A divisão do FEFC é realizada através de uma parcela pequena, que é dividida entre todos os partidos, e o seu excedente é rateado através de votação das legendas e de sua representação no Congresso Nacional, que terá destinação, entre outros, para o pagamento de honorários contábeis e advocatícios.

E, buscando criar mecanismos que criem condições que não privilegiam apenas pessoas que se declarem homens, as mulheres terão direito a 30% de FEFC em suas campanhas políticas

Outra transformação muito importante e que poderá trazer transtorno a muitos partidos políticos, mas especialmente aos candidatos, é que um ponto polêmico decorrente dessa reforma permite que todos os votos e suas percentagens sejam divulgados, inclusive daqueles com registros indeferidos, ou cassados, ou que estejam em caráter sub judice ou definitivo.

Preteritamente, o candidato que tinha o registro indeferido, não conhecido ou cancelado não constava nem em pesquisas eleitorais.

Entre as novidades, também haverá auditoria do sistema eletrônico de votação, que será realizado pelo Conselho Nacional de Justiça, pelo TCU, pelas Forças Armadas e pelos Institutos Estaduais de Criminalística.

Então, 2020 será um ano distinto, inaugurando uma nova fase para a política brasileira, de grandes transformações pelo dinamismo do regramento jurídico eleitoral.
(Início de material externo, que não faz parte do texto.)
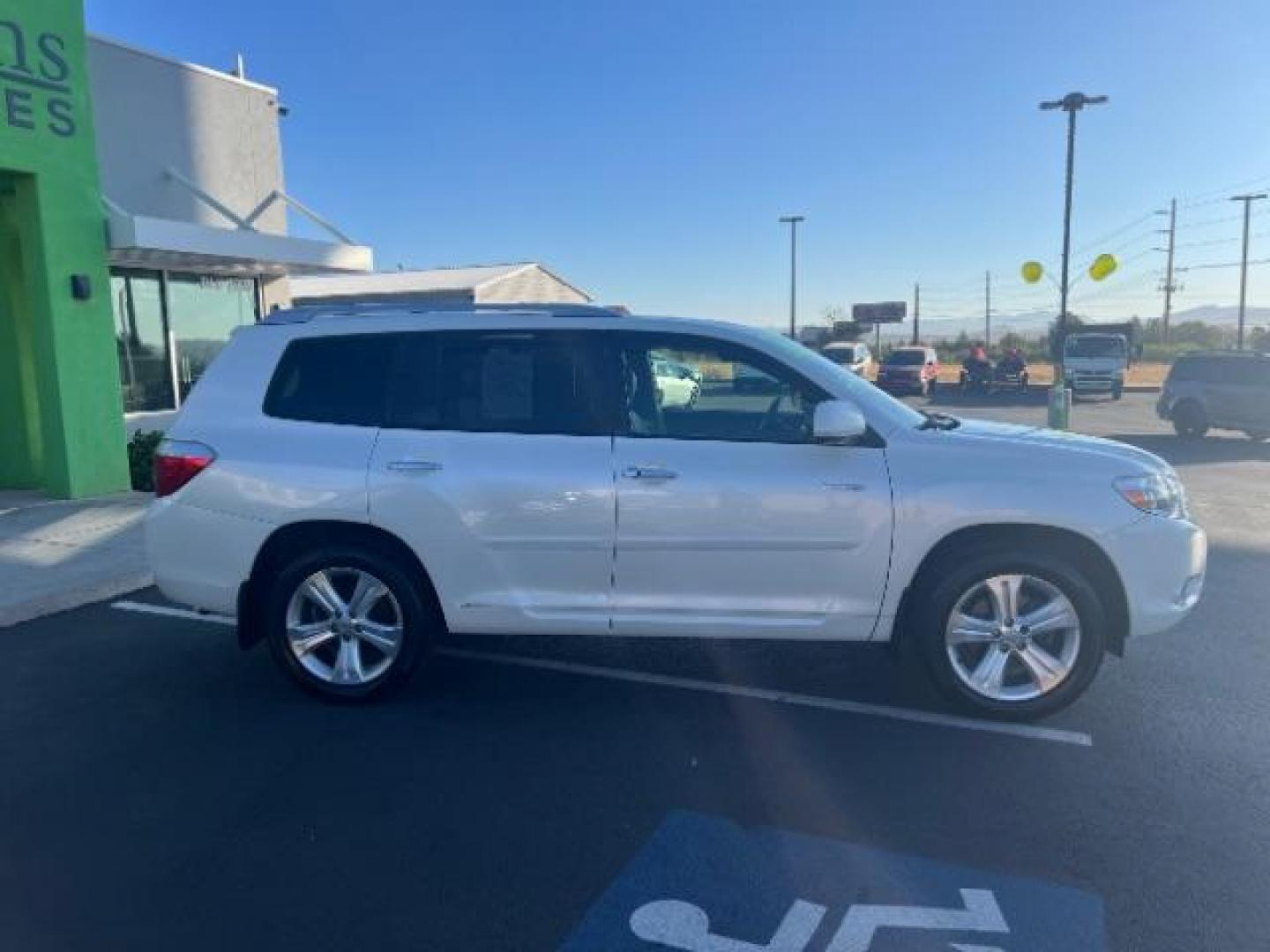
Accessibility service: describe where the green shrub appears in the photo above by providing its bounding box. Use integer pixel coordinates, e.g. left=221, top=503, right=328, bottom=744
left=128, top=430, right=162, bottom=493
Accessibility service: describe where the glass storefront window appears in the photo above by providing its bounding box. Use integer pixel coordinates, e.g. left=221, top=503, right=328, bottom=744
left=110, top=269, right=258, bottom=413
left=168, top=274, right=257, bottom=400
left=110, top=271, right=176, bottom=413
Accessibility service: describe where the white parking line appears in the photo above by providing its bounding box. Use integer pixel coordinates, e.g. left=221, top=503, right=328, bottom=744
left=110, top=602, right=1094, bottom=747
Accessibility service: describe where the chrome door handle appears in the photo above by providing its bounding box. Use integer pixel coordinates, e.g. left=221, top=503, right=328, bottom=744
left=389, top=459, right=442, bottom=472
left=623, top=465, right=679, bottom=480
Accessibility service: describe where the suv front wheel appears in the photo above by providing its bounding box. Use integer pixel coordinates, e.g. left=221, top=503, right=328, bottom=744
left=917, top=547, right=1106, bottom=719
left=266, top=546, right=434, bottom=701
left=1174, top=400, right=1207, bottom=439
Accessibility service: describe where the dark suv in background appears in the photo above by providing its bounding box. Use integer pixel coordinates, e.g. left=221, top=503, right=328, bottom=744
left=1155, top=350, right=1270, bottom=439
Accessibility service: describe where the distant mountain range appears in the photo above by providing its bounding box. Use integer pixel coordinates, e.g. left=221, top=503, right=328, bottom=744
left=883, top=305, right=1270, bottom=340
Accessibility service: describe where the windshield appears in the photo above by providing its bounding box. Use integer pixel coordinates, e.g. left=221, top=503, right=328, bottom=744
left=1065, top=334, right=1125, bottom=357
left=820, top=346, right=856, bottom=363
left=886, top=350, right=926, bottom=367
left=758, top=330, right=926, bottom=427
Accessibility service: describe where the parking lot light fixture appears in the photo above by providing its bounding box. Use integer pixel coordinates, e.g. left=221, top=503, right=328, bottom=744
left=1040, top=93, right=1108, bottom=429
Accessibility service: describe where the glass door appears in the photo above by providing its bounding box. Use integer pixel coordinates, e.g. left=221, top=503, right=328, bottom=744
left=110, top=271, right=176, bottom=413
left=168, top=274, right=259, bottom=400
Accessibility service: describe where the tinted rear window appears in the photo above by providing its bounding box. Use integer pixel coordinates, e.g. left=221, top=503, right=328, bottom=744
left=886, top=350, right=926, bottom=367
left=265, top=334, right=396, bottom=427
left=390, top=331, right=612, bottom=435
left=1169, top=355, right=1270, bottom=387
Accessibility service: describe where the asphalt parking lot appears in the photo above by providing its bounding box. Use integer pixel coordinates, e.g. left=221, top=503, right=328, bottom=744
left=0, top=395, right=1270, bottom=952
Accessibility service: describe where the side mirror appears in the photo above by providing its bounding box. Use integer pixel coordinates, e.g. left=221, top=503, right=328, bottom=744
left=811, top=400, right=869, bottom=447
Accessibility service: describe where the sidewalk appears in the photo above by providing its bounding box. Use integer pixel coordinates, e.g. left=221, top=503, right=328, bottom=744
left=0, top=490, right=153, bottom=628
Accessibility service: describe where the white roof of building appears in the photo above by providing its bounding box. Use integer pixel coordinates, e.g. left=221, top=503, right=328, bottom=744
left=291, top=262, right=582, bottom=298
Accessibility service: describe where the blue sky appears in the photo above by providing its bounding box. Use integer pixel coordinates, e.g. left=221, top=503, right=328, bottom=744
left=86, top=0, right=1270, bottom=324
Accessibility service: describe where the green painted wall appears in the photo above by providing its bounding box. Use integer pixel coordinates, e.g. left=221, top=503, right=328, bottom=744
left=0, top=0, right=128, bottom=496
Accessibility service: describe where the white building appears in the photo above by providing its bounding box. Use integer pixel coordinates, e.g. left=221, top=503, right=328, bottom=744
left=291, top=262, right=591, bottom=305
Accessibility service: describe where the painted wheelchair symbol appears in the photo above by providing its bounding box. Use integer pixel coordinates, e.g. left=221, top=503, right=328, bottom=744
left=630, top=889, right=1010, bottom=952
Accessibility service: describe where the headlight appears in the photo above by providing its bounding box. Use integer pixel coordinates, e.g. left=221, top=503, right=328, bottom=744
left=1115, top=472, right=1186, bottom=519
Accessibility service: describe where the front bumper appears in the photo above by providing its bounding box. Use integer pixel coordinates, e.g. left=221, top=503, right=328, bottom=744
left=1102, top=516, right=1207, bottom=636
left=877, top=375, right=923, bottom=391
left=1067, top=377, right=1123, bottom=393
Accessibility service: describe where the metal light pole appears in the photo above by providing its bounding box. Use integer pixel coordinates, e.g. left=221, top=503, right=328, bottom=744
left=1040, top=93, right=1108, bottom=429
left=1230, top=191, right=1266, bottom=350
left=1155, top=198, right=1177, bottom=344
left=780, top=214, right=806, bottom=340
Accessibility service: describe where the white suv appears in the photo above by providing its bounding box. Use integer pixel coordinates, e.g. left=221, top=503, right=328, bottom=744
left=147, top=306, right=1206, bottom=718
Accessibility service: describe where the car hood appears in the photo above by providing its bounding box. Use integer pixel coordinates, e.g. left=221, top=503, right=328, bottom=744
left=942, top=419, right=1171, bottom=475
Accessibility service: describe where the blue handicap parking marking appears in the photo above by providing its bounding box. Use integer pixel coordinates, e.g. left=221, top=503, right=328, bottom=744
left=561, top=813, right=1106, bottom=952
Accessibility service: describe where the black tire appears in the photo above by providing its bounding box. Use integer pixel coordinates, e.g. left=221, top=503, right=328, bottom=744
left=1174, top=400, right=1207, bottom=439
left=265, top=543, right=442, bottom=702
left=906, top=545, right=1108, bottom=721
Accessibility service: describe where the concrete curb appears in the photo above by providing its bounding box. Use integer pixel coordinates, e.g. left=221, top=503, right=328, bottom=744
left=0, top=571, right=155, bottom=628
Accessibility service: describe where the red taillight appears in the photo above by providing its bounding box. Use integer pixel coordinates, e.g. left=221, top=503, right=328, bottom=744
left=155, top=439, right=216, bottom=496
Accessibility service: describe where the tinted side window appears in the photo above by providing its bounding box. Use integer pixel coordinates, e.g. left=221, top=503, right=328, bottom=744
left=392, top=331, right=612, bottom=435
left=621, top=334, right=826, bottom=443
left=1169, top=357, right=1195, bottom=383
left=265, top=334, right=396, bottom=427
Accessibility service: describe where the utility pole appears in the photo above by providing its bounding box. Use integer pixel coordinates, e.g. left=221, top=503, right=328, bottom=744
left=1230, top=191, right=1266, bottom=350
left=780, top=214, right=806, bottom=340
left=913, top=283, right=922, bottom=346
left=983, top=271, right=992, bottom=346
left=1155, top=198, right=1177, bottom=344
left=1040, top=93, right=1108, bottom=429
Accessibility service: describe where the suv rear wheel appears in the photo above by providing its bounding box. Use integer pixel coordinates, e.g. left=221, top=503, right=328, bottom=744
left=1174, top=400, right=1207, bottom=439
left=265, top=546, right=436, bottom=701
left=915, top=546, right=1106, bottom=719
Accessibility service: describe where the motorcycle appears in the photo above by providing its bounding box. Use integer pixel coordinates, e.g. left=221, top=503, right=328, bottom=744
left=959, top=358, right=995, bottom=393
left=993, top=361, right=1027, bottom=393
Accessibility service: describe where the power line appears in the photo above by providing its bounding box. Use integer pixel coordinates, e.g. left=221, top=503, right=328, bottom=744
left=1073, top=212, right=1154, bottom=255
left=1177, top=257, right=1270, bottom=271
left=1183, top=175, right=1270, bottom=208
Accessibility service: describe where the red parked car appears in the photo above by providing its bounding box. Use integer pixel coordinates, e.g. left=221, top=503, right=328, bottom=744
left=877, top=346, right=940, bottom=396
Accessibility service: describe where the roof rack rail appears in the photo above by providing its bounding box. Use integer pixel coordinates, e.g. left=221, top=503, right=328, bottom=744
left=260, top=301, right=618, bottom=324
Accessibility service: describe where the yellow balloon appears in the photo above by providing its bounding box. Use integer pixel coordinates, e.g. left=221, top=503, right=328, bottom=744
left=1090, top=254, right=1120, bottom=280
Aliás, transformações essas que são anteriores e nada tem a ver com a pandemia que vivemos neste período, e tudo isso, graças às evoluções advindas dos famosos “caixa 2”, dos “abusos” de poder econômico, das doações e dos interesses de grandes conglomerados empresariais, das “trocas de favores”, das pessoas que se tornavam afortunadas de um dia para o outro para fins de “doarem” para seus “políticos de estimação”, dos avanços, alcance e poder que as redes sociais e os aplicativos de trocas de mensagens têm sobre os eleitores.

Mas as transformações legislativas não podem trazer mudanças profundas e reais na política brasileira, quem faz isso é a lei eleitoral.